Gesprächsrunde beim Bundesjustizministerium soll Probleme erörtern

In den letzten Jahren wurde zunehmend deutlich, dass die Anwaltsgebühren für die Bearbeitung von sozialrechtlichen Angelegenheiten, in denen Betragsrahmengebühren entstehen, kaum noch auskömmlich sind. Zum einen hat das RVG kaum nachhaltige Verbesserung der Gebührensituation im Vergleich zu den Regelungen der BRAGO gebracht. Zum anderen konzentrieren Rechtsanwältinnen und Rechtsanwälte sich immer mehr auf Spezialgebiete. Dies gilt schon seit langem für das Sozialrecht. Die Zahl der als Fachanwälte für Sozialrecht zugelassenen Anwälte liegt inzwischen bei rund 1.200. Die im Sozialrecht spezialisierten Anwälte bearbeiten ausschließlich oder ganz überwiegend sozialrechtliche Mandate. Das bringt eine Spezialisierung, insbesondere ausgewiesen durch einen Fachanwaltstitel, zwangsläufig mit sich. Die Folge ist, dass eine unterwertige Vergütungsregelung (unterwertig in Bezug auf Umfang und Intensität der anwaltlichen Bearbeitung) nicht mehr durch lukrativere Mandate aus anderen Bereichen kompensiert werden kann. Wenn dieses Phänomen gerade bei einem Rechtsgebiet, das breite Kreise der Bevölkerung existenziell betrifft, festzustellen ist, wirkt sich das zwangsläufig negativ auf die Chancen für die betroffenen Menschen aus, ihre sozialrechtlichen Positionen nach dem wichtigen Grundsatz der "Waffengleichheit" gegenüber dem Staat und den Sozialversicherungsträgern wahrzunehmen.

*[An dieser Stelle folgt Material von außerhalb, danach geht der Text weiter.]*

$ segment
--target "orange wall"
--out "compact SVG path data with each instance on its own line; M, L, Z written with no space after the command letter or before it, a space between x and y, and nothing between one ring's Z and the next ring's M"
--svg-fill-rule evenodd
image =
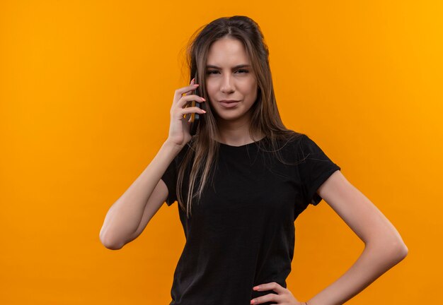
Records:
M409 249L347 304L435 304L442 2L254 3L0 2L0 304L168 304L185 242L177 204L120 251L98 233L167 137L188 37L233 15L264 32L287 126L311 137ZM296 228L288 288L305 300L364 244L325 201Z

In den Fachgremien des Deutschen Anwaltvereins, der Bundesrechtsanwaltskammer und auch bei der Konferenz der Gebührenreferenten der Rechtsanwaltskammern besteht weitgehend Übereinstimmung in der Einschätzung, dass allein die seit einigen Jahren geforderte lineare Anpassung der Anwaltsgebühren nicht ausreicht für den Bereich des Sozialrechts, der mit Betragsrahmengebühren vergütet wird. Die Vertreter der Anwaltschaft sind sich insoweit einig, dass für die sozialrechtlichen Angelegenheiten über eine überfällige allgemeine lineare Gebührenanpassung hinausgehende Verbesserungen im linearen Bereich und zusätzliche strukturelle Änderungen dringend notwendig sind.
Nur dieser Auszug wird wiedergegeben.